Yes, I wanted to have a guestbook for a site with close to zero visitors

I didn’t jump straight into writing code, or prompt calude to spin one for me. I created a guestbook.md and started planning. What the flow would look like, what the stack would be, how someone would sign it.

And the first thing that stopped me was auth.

I don’t want people to click through a GitHub OAuth or a Google login just to leave a note on my guestbook. That’s already too much to ask, that they’d want to hand over permissions to some random portfolio site just to say hi.

So I wanted it to be open. Just a name, a message, submit.

Then I read about why guestbooks don’t usually work that way. Spam. The moment you leave the door open, bots walk in. I don’t want to open my guestbook one day and find it full of garbage.

I thought about building a filter. Catch certain words, block them. But that felt like a rabbit hole with no clean exit.

Then I thought, okay, what if I approve entries manually before they show up. Someone signs, it sits in a queue, I review it, it goes live. Simple enough.

Except I looked at the math. At the rate this site gets visitors, there would probably be one entry every few months. And I know myself. I would forget to check. I’d remember six months later, someone left a kind note in October, and it’s now March sitting unread in a database table I haven’t opened since I set it up.

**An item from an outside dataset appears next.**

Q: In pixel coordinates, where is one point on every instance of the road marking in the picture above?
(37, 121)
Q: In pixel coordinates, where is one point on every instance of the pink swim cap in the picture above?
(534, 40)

That felt worse than not having a guestbook at all.

I kept going in circles. Every version of it either asked too much from the visitor or created a chore I wouldn’t keep up with. The free and open version invites spam. The moderated version invites neglect.

So I closed the note and didn’t build it.

Maybe someday I’ll figure out the right shape for it. But for now the guestbook lives here, in this note, as the thing I thought about but couldn’t finish thinking through.